Sono decimali. Ma, quando si accumulano, pesano. Per raddrizzare la barca come vorrebbe il governo, nella seconda metà dell’anno l’economia dovrebbe correre come un giovane paese in via di sviluppo e come, in ogni caso, non corre dagli anni ’90. Pare difficile. L’industria italiana paga, in particolare, le incertezze delle grandi case automobilistiche tedesche, con cui è strettamente integrata: il settore auto, a dicembre, è quello che è andato peggio, con un calo a due cifre. Se, fra dieci giorni, la Casa Bianca farà quello che molti si aspettano, alzando le dogane contro l’auto europea (e tedesca in particolare) l’impatto sarà ancora più pesante.
LA CRISI NON NASCE ALL’ESTERO.
Anche se questa è la tesi preferita del governo, tuttavia, la recessione che sta vivendo l’Italia non viene da fuori. Un calo dell’export, in seguito alle guerre commerciali, toglierebbe, al contrario, l’unica stampella che ha – finora – impedito che la crisi si avviti a spirale. Complessivamente, infatti, le esportazioni, in questi mesi, hanno tenuto. La crisi nasce dentro i confini. Lo conferma l’Istat, che vede “difficoltà nella tenuta dei livelli di attività economica” e ne rintraccia l’origine in “una nuova flessione della domanda interna”. Le misure appena varate dal governo – reddito di cittadinanza e pensionamenti anticipati – terranno un po’ su i consumi, ma gli esperti si aspettano un effetto limitato a qualche decimale e destinato ad esaurirsi presto. Il problema, sul lato della domanda interna, sono gli investimenti: sei mesi di incertezza politica ed economica li hanno congelati. Nell’ultimo scorcio del 2018, le banche sono tornate taccagne – diminuendo i prestiti e facendoli pagare di più – e le imprese hanno ridotto (l’ultimo dato disponibile è novembre: -0,1 per cento) gli investimenti.
L’INFERNALE GIROTONDO
Ripartiranno? In termini assoluti, i dati più recenti sull’economia, anche se deludenti e negativi, non segnalano una catastrofe. E’ un passaggio difficile, ma non un salto nel buio. Il problema è la fragilità intrinseca, ormai strutturale, dell’economia italiana, che vede banche, imprese e governo, tutti prigionieri di un girotondo infernale.
Le difficoltà delle imprese, sottolineata dal calo della produzione industriale, la recessione, certificata dai dati dell’Istat e intravista dagli analisti, il giro di vite della banche sui prestiti, registrato dagli uffici della Bce fanno temere un riallargarsi degli Npl, cioè dei crediti in sofferenza, tallone d’Achille storico delle banche italiane.

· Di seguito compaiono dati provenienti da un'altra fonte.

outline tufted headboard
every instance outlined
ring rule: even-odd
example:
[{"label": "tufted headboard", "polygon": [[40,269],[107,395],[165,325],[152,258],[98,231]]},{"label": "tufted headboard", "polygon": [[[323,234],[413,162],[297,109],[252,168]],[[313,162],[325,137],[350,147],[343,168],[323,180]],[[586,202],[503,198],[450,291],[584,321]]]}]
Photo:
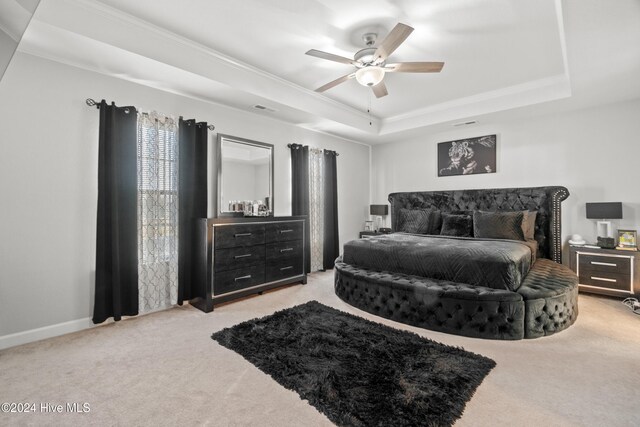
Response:
[{"label": "tufted headboard", "polygon": [[569,197],[565,187],[491,188],[486,190],[415,191],[389,194],[391,227],[397,229],[400,209],[453,211],[537,211],[534,237],[539,256],[562,263],[560,203]]}]

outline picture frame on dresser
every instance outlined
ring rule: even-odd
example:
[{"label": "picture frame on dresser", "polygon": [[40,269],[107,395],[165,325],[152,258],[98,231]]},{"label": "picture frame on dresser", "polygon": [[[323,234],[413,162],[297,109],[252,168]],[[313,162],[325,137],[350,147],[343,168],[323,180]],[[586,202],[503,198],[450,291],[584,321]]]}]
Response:
[{"label": "picture frame on dresser", "polygon": [[637,251],[637,240],[638,232],[636,230],[618,230],[618,246],[616,249]]}]

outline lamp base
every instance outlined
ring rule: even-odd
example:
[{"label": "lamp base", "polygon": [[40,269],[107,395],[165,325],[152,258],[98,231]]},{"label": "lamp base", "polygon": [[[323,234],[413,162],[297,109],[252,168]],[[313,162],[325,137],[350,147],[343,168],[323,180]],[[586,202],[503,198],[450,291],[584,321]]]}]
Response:
[{"label": "lamp base", "polygon": [[598,236],[612,237],[611,236],[611,221],[598,221],[597,230],[598,230]]},{"label": "lamp base", "polygon": [[376,231],[380,230],[380,227],[382,227],[382,217],[381,216],[376,216],[375,230]]}]

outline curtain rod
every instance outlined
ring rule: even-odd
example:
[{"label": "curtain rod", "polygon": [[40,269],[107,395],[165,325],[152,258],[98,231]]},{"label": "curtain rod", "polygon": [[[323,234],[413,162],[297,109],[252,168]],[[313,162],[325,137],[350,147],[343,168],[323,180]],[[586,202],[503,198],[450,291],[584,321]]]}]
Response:
[{"label": "curtain rod", "polygon": [[[292,147],[297,148],[297,147],[303,147],[303,145],[302,144],[287,144],[287,147],[289,147],[289,148],[292,148]],[[315,148],[315,147],[310,147],[310,149],[311,150],[323,150],[322,148]],[[324,151],[327,151],[329,153],[333,153],[336,156],[340,155],[340,153],[338,153],[337,151],[333,151],[333,150],[324,150]]]},{"label": "curtain rod", "polygon": [[[85,101],[85,103],[86,103],[89,107],[96,107],[96,108],[98,108],[98,109],[100,108],[100,103],[99,103],[99,102],[94,101],[94,100],[93,100],[93,99],[91,99],[91,98],[87,98],[87,99],[86,99],[86,101]],[[208,128],[209,130],[214,130],[216,127],[215,127],[214,125],[208,125],[208,126],[207,126],[207,128]]]}]

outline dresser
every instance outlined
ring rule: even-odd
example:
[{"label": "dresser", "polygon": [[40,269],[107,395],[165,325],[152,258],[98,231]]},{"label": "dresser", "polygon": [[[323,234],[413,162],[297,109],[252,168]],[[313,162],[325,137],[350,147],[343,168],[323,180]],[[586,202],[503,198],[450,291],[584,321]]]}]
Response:
[{"label": "dresser", "polygon": [[570,256],[581,291],[619,297],[640,294],[638,252],[571,246]]},{"label": "dresser", "polygon": [[214,304],[307,283],[304,272],[305,217],[202,218],[197,222],[195,280],[191,305]]}]

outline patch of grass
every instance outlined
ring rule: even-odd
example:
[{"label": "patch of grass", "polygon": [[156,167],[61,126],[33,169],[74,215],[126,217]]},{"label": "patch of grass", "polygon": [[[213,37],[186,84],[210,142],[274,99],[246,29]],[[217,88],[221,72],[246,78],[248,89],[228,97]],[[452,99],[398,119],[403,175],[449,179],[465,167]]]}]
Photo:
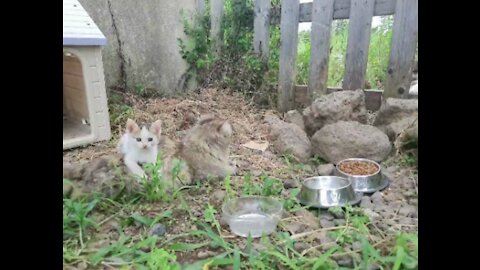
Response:
[{"label": "patch of grass", "polygon": [[87,229],[98,228],[97,223],[89,217],[89,214],[97,205],[98,200],[90,202],[63,199],[63,237],[70,238],[78,234],[80,245],[84,246],[84,238]]},{"label": "patch of grass", "polygon": [[[183,163],[174,159],[173,167],[170,171],[170,177],[166,177],[162,173],[163,166],[165,165],[162,160],[162,154],[159,153],[157,160],[154,163],[145,164],[145,173],[147,174],[146,179],[142,179],[145,190],[145,198],[147,201],[164,201],[168,202],[174,199],[177,192],[168,192],[169,188],[174,190],[176,187],[176,180],[180,176],[181,168]],[[170,190],[170,191],[172,191]]]},{"label": "patch of grass", "polygon": [[242,195],[259,195],[261,194],[261,187],[253,182],[252,175],[247,173],[243,176]]},{"label": "patch of grass", "polygon": [[282,155],[284,163],[288,166],[290,171],[306,171],[308,166],[299,162],[299,160],[290,153],[284,153]]},{"label": "patch of grass", "polygon": [[108,97],[108,111],[112,127],[124,125],[128,118],[133,118],[133,108],[125,103],[121,93],[110,91]]},{"label": "patch of grass", "polygon": [[170,253],[162,248],[154,248],[150,252],[146,265],[151,270],[180,270],[175,253]]},{"label": "patch of grass", "polygon": [[400,157],[400,164],[407,167],[417,167],[418,158],[414,153],[406,152]]},{"label": "patch of grass", "polygon": [[262,196],[279,196],[283,190],[282,181],[279,179],[262,175],[260,180],[262,181],[262,192],[260,194]]},{"label": "patch of grass", "polygon": [[[223,180],[227,196],[271,196],[281,200],[287,212],[302,208],[295,199],[299,192],[298,188],[290,189],[289,196],[283,197],[283,185],[277,178],[262,175],[253,179],[250,174],[246,174],[243,178],[242,185],[236,185],[231,177]],[[198,190],[192,188],[187,192],[198,192],[209,197],[215,188],[218,188],[213,184],[208,188],[205,185],[206,183],[199,186]],[[418,268],[417,236],[398,233],[373,237],[374,227],[363,210],[358,207],[329,209],[336,215],[343,214],[345,225],[327,231],[327,235],[335,240],[335,243],[327,248],[319,246],[315,242],[308,242],[312,241],[307,241],[308,237],[290,235],[289,232],[284,231],[283,226],[279,226],[276,232],[268,236],[264,235],[260,239],[228,237],[231,232],[219,224],[218,216],[221,214],[219,206],[215,202],[206,203],[204,207],[201,207],[203,216],[195,217],[192,208],[193,204],[197,202],[190,200],[191,194],[187,194],[187,192],[184,190],[178,192],[174,201],[166,201],[166,203],[151,203],[143,198],[130,201],[103,198],[96,198],[92,201],[65,200],[64,265],[73,266],[83,262],[92,269],[105,267],[116,269],[218,269],[221,266],[230,266],[233,269],[333,270],[347,269],[340,267],[336,260],[339,257],[350,257],[353,261],[353,269],[368,269],[372,265],[377,265],[380,269],[413,270]],[[73,202],[80,205],[74,207]],[[158,205],[164,205],[162,211],[154,210],[155,215],[146,214],[148,209]],[[179,209],[184,209],[184,213],[188,213],[189,218],[184,219],[184,215],[178,215],[176,211]],[[102,222],[95,220],[96,214],[102,215]],[[117,229],[118,238],[92,250],[89,245],[96,241],[96,233],[99,233],[98,236],[103,235],[103,232],[100,233],[94,229],[102,227],[101,224],[104,224],[105,220],[112,216],[120,224]],[[292,217],[290,215],[289,218]],[[289,218],[282,220],[282,223],[289,222],[287,221]],[[189,229],[190,227],[187,226],[186,231],[167,234],[162,238],[144,235],[158,222],[171,228],[185,220],[189,220],[191,225],[195,225],[196,228]],[[79,228],[83,228],[83,240],[86,245],[79,243]],[[134,232],[131,232],[133,228]],[[85,237],[86,235],[88,237]],[[347,248],[355,242],[361,243],[357,247],[358,250]],[[299,243],[305,244],[306,249],[298,250]],[[191,254],[205,249],[214,251],[216,255],[192,263],[182,263],[185,258],[190,258],[188,256],[195,256]],[[182,258],[181,261],[180,258]],[[190,259],[188,260],[190,261]]]},{"label": "patch of grass", "polygon": [[294,211],[295,209],[301,207],[296,196],[300,193],[300,188],[293,188],[290,190],[289,197],[283,201],[283,208],[287,211]]},{"label": "patch of grass", "polygon": [[315,165],[315,166],[318,166],[318,165],[322,165],[322,164],[327,164],[328,162],[325,161],[323,158],[315,155],[313,156],[313,158],[310,159],[312,161],[312,163]]},{"label": "patch of grass", "polygon": [[148,178],[142,179],[142,182],[147,201],[169,201],[171,199],[166,190],[166,179],[161,172],[163,165],[164,162],[160,155],[155,163],[145,165],[145,173]]}]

Con i bilanci nuovamente appesantiti da prestiti che non è più possibile riscuotere, gli istituti di credito non potrebbero continuare a rastrellare i titoli di Stato che vendono gli investitori stranieri, come hanno fatto in massa durante la seconda parte del 2018. Senza la stampella delle banche, allora, i titoli italiani sul mercato potrebbero avere difficoltà a trovare abbastanza compratori, con il risultato di far cadere i prezzi e far salire i rendimenti. Ma tassi d’interesse più alti si ripercuoterebbero sullo spread (il differenziale di rendimento fra titoli italiani e tedeschi). Ieri era già risalito a quota 290. Uno spread più alto allarma i mercati, rendendo ancora più costoso piazzare i titoli italiani. Ma questo costo maggiore si scarica sui conti del Tesoro e, dunque, sul disavanzo pubblico, creando ulteriori tensioni sui mercati e bloccando qualsiasi iniziativa del governo per attenuare gli effetti della recessione. E’ un circolo vizioso, che si ripresenta ogni volta che una economia ormai cronicamente asfittica vede scendere l’indicatore dell’ossigeno sotto il livello di guardia. Spezzarlo è il vero compito difficile dei prossimi mesi.